Riyadh is facing an economic crisis of its own. The ambitions of Crown Prince Mohammad Bin Salman to attract foreign investments and businesses — needed to employ a growing young population — have hit a wall in the wake of his increasingly authoritarian rule. 

A steep decline in oil prices, a source of nearly two-thirds of the kingdom's budget revenue, has forced Saudi rulers to cut wages, increase fuel prices and roll back generous handouts. 

In such circumstances, it makes sense for an oil-rich country like Saudi Arabia to find ways to preserve cash. Its relations with Pakistan, however, have been bumpy in recent months, fuelling concerns that the two prominent Muslim countries are not on the same page. 

Last week, Pakistan Foreign Minister, Shah Mehmood Qureshi, uttered an unusually blunt remark during a TV talk show, warning Riyadh to alter its stance on disputed Kashmir territory. 

Pakistan has for months tried to call a meeting of Muslim diplomats under the aegis of Organisation of Islamic Conference (OIC). Saudi Arabia has stonewalled its request. 

“The foreign minister should have been careful. Such diplomacy is not done through the media,” Shahid Khaqan Abbasi, Pakistan’s former Prime Minister, who also headed the Ministry of Petroleum at one time, told TRT World

“We have a 73-year-long relationship with Saudi Arabia with deep political and economic ties.
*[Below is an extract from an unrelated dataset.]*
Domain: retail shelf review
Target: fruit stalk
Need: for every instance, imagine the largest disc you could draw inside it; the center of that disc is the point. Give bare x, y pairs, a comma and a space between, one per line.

We should be considerate about their own problems.” 

Relations have largely endured despite recent hiccups such as when Prime Minister Khan had to cancel his participation in the Kuala Lumpur summit late last year under Saudi pressure. That meeting, attended by Turkish President Recep Tayyip Erdogan, and Iranian President Hassan Rouhani, was seen by Riyadh as a challenge to the OIC, which is headquartered in Jeddah. 

Some industry people say that Pakistan is no longer too reliant on the oil credit. 

AP

Investments in India have pushed the Saudi leadership closer to New Delhi in recent years.

“Look, this credit is not free. You pay interest on it. Oil refineries in Pakistan have long-term supply agreements with other countries or buy crude oil in the open market,” says Irfan Qureshi, the former CEO of PSO, the country's largest fuel retailer. 

“Its discontinuation won’t have any big impact on us.”

In the last financial year, Pakistan spent $13.9 billion on importing petroleum products, with $4.9 billion going towards the purchase of crude oil — this according to the State Bank of Pakistan. 

Islamabad used just $769 million, or 24 percent, of the $3.2 billion Saudi credit last year, mainly because of a drop in price of oil.  

The low usage of Saudi credit, however, does not imply that Pakistan’s finances have improved. It has foreign currency reserves of around $11 billion and has to pay more than $9 billion in international loans in next 12 months. 

Recently, Islamabad repaid Saudi Arabia’s $1 billion cash loan - months ahead of its due date. It did this by taking another loan from China, a country that has already given billions of dollars to Islamabad in order to build power plants and highways, raising concern about Pakistan getting stuck in a debt trap. 

“How far do you think China will go? There’s a limit to everything,” says Rana.